Der Tragödie zweiter Teil, und der dritte folgt sogleich.
Und wieder zogen wir weiter, immer nach Osten, auf der Suche nach weder-ich-noch-sonst-irgendwer-in-der-
Gruppe-wusste-was. Wir haben uns einer Karavane angeschlossen, endlich mal eine gute Idee. Obwohl mir
dieses ewige Reiten auf diesen stinkigen Vierbeinern ganz schön auf den Zeiger ging. Aber der Führer der
Karavane hatte anscheinend irgendso einen Wisch von den Plattnasen, mit dem wir sicheres Geleit hatten.
Sicher vor den Plattnasen wenigstens.
Steppe, Steppe, Steppe, bis es einen Tages so weit war: die akute Hirnschrumpfung sprang auf den größten
Teil der Gruppe über. Auf den Elf, auf Barral, und sogar auf Mormea (hätte ich ja nun wirklich nicht
gedacht). Gawain und der Hügelriese waren ja schon lange infiziert.
Wir ziehen also friedlich durch die Steppe, ohne was Böses zu denken, und reiten uns langsam die ärsche
wund, als plötzlich ein Pfeilhagel auf uns runter geht. Ich sprang natürlich sofort von dem Gaul und
versteckte mich hinter einem der Wagen. Die meisten Mitglieder der Karawane waren weniger geschickt
oder geistesgegenwärtig, und mußten dran glauben. Wer uns da beschossen hatte ? Ja, nun seltsame Viecher,
die mir vorher noch nie über den Weg ge-laufen sind. Pferde mit Menschenoberkörpern. Klingt pervers,
ich weiß.
Aber genauso plötzlich, wie sie angefangen hatten, hörten sie auch wieder auf. Sie brüllten was
(die waren tatsächlich intelligent genug, um zu reden; mehr als man von Gawains Hügel-riesen sagen
konnte) und deuteten auf die Wagen. Ich schloß messerscharf, daß sie die Wagen und das Zeug wollten,
das drauf war. Konnten sie wegen mir haben, gehörte mir eh nicht ! Also nahm ich mein Pferd, und begann,
mich zu trollen. Der Anführer der Karawane schien sein Hirn auch nicht in der Lotterie gewonnen zu haben,
ließ seine Baumwolle im Stich, und machte sich auch von dannen. Und daß Levion schlau genug war, das
Gleiche zu tun, brauche ich wohl nicht extra zu erwähnen. Aber als wir schon am Gehen waren, da passierte
es: der verrückte Hügelriese hatte seine letzten paar Hirnzellen dazu benutzt, einen gar teuflischen Plan
auszuhecken. Eigentlich glaube ich ja, daß es gar nicht seine Idee war, sondern daß ir-gendein übler Gott
ihm den Gedanken eingegeben haben muß, Tyrannos, oder wie heißt der Neue noch ? Ja richtig, Cyric.
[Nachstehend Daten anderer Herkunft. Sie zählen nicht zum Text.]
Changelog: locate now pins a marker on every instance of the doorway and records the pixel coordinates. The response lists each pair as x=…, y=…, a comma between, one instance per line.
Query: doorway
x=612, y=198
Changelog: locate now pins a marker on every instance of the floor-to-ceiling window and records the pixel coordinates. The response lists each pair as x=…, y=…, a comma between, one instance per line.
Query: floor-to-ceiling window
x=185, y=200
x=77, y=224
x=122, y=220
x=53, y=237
Von
alleine konnte er da gar nicht draufgekommen sein. Er hatte die Viecher (hießen wohl Zentauren, wie
Levion mich belehrte) in einem Bogen umgangen, und einen von hinten angegriffen und umgenietet. Einen
von zwanzig.
Die anderen neunzehn hatten jetzt natürlich nichts anderes mehr im Sinn, als ihrerseits ihn umzubringen.
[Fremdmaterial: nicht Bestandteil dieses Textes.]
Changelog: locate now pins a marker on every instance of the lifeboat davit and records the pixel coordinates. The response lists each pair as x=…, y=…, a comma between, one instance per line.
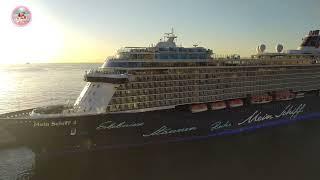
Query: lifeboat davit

Kann man ja verstehen, irgendwie. Eins war mir klar: in einem offenen Kampf war die Wahrscheinlichkeit,
umgebracht zu werden ziemlich hoch. Also nix wie weg. Die mei-sten anderen (außer dem Hauptmann und
Levion) schienen jedoch zunächst anderer Meinung zu sein, und warfen sich und ihr geschrumpftes Hirn
in den Kampf. Ziemlich schnell hatten sie dann aber ein Einsehen, und flohen Hals über Kopf. Können
von Glück reden, daß sie irgendso einen magischen Schnickschnack dabei hatten, sonst hätte es ziemlich
düster ausgesehen.
Mir war klar: bei diesem fliegenden Suizidkommano mit akuter Hirnschrumpfung würde ich nicht viel länger
bleiben. Da könnte man sich ja genausogut den eigenen Dolch in den Hals stecken. Und ich hatte es
Gawain schon gesagt: wenn ihm seine verrückte Leibwache noch einmal außer Kontrolle geraten würde, dann
konnte er nicht mehr mit mir rechnen. Am Ende hielt uns der Hügelriese nochmal für gebratene
Schweinskaldaunen, und begann uns lebendig aufzufressen. Nein danke, kein Bedarf.
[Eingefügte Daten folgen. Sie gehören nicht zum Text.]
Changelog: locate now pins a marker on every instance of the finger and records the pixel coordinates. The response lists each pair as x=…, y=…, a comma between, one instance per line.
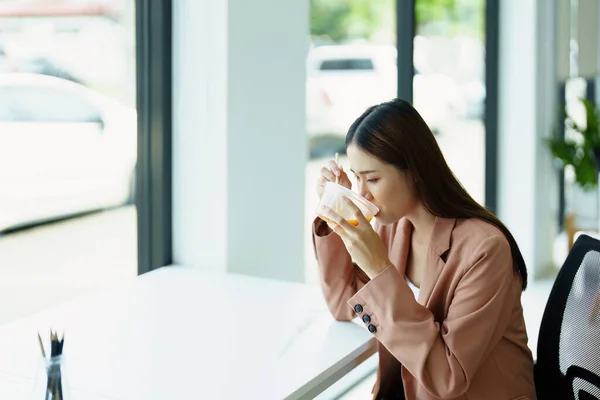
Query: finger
x=335, y=168
x=327, y=174
x=358, y=215
x=331, y=216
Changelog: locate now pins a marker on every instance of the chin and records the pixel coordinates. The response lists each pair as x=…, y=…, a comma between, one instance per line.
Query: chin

Die nächste Stadt lag aber im Osten, zurück nach Senphar war es doch ziemlich weit. Was blieb mir also
übrig, als zunächst noch weiter mit diesem verrückten Haufen zu ziehen. Ich beschloß aber, mit den
einzigen beiden Normalen zu reden, Levion und der Hauptmann.
Der Tragödie dritter Teil, und der vierte folgt sogleich.
So konnte es nicht weitergehen. Diese Zentauren waren sicher nicht gut auf uns zu sprechen, und der
Hauptmann meinte, bei deren Ehrenkodex konnten wir uns gleich einen Strick nehmen, weil die keine Ruhe
geben würden, bis sie sich gerächt hatten. Was war also zu tun ? Gab es irgendeine Möglichkeit uns zu
retten ? Oder doch den Strick ? Weil ich noch keine Lust hatte, mein Leben zu beenden, dachten wir alle
mal ganz scharf nach, und da kam uns eine Idee. Warum lieferten wir nicht den Hügelriesen an die Zentauren
aus ? Er war es schließlich, der einen von den Zentauren abgestochen hatte. Wir retteten damit nicht nur
unser Leben, son-dern auch das der anderen in der Gruppe. Mal ganz abgesehen davon, daß wir alle in
Zukunft keine Angst mehr haben mußten, irgendwann in seinem Kochtopf zu landen. Gute Idee, fand ich.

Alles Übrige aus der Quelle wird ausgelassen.